Internal dynamics of van der Waals complexes. II. Determination of a potential energy surface for ArHCl

Abstract

The Born–Oppenheimer angular‐radial separation method for calculating ground state properties of atom‐diatomic complexes has been used to determine a potential energy surface for ArHCl. Using a nonlinear least squares procedure, the calculated properties from trial surfaces were fit to molecular beam electric resonance data including both radial and angular expectation values. The inclusion of coriolis coupling terms in the Hamiltonian were found to have a small but discernable effect on the calculated properties. Both the number and type of parameters used to describe the surface affected their correlations dramatically. Fitting the angular properties of the complex required the potential to have an anisotropic to isotropic strength ratio of about 1:2. The isotropic portion of the potential could not be uniquely determined from the bound‐state data alone, but was fixed by predicted differential elastic scattering cross‐sections.
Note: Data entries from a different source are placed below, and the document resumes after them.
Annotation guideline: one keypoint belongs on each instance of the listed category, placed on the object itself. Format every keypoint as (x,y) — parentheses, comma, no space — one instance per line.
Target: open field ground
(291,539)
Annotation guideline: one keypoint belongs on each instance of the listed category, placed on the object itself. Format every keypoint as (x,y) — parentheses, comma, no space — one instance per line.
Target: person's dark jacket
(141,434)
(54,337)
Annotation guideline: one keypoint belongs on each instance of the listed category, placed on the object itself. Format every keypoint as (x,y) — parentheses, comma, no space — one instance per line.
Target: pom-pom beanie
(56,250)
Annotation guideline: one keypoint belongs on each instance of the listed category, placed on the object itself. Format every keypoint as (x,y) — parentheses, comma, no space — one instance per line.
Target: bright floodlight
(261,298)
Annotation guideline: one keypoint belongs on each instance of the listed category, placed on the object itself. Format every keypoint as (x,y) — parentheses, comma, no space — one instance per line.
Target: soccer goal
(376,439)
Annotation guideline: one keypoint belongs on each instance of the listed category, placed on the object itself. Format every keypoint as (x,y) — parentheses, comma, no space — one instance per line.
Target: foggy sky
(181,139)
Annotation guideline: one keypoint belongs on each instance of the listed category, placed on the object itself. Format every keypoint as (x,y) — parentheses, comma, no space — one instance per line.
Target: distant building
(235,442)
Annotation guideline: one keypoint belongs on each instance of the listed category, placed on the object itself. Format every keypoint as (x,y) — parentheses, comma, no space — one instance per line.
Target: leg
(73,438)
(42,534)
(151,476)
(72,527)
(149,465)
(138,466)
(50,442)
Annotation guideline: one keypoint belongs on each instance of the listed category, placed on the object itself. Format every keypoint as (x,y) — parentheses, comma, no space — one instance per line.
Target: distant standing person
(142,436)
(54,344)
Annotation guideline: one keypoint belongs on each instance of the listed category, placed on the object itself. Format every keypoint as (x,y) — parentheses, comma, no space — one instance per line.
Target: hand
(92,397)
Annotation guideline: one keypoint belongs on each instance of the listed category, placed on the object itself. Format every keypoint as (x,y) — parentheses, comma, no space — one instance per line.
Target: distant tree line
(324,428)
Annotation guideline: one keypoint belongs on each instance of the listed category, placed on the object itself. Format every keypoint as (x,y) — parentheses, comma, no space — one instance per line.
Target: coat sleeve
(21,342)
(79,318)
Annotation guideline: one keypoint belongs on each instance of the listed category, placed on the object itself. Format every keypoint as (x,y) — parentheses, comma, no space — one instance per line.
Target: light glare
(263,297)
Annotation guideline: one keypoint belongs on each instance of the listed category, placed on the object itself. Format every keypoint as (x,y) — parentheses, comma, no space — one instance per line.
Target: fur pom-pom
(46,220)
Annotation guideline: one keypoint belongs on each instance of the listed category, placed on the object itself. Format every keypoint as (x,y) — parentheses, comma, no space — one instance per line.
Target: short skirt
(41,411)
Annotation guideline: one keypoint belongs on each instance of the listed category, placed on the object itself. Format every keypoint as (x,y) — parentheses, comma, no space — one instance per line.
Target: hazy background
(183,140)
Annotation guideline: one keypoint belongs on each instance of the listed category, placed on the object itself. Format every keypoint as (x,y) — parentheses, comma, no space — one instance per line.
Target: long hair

In terms of R, the length of the vector connecting the Ar and the center of mass of the HCl, and ϑ, the angle the HCl makes with that vector, the surface has the form: V (R,ϑ) =V₀(R)+V₁(R) P₁(cosϑ) +V₂(R) P₂(cosϑ), with V₀(R) =133 cm⁻¹[0.43 exp{20.[1−(R/3.81 Å)]}−1.43 (3.81 Å/R)⁶], V₁(R) =41.2 cm⁻¹[2.083 exp{10.36[1 −(R/4.259 Å)]}−3.083(4.259 Å/R)⁷], V₂(R) =29.8 cm⁻¹ [1.376 exp{10.36[1.−(R/4.259 Å)]}−2.376 (4.259 Å/R)⁶].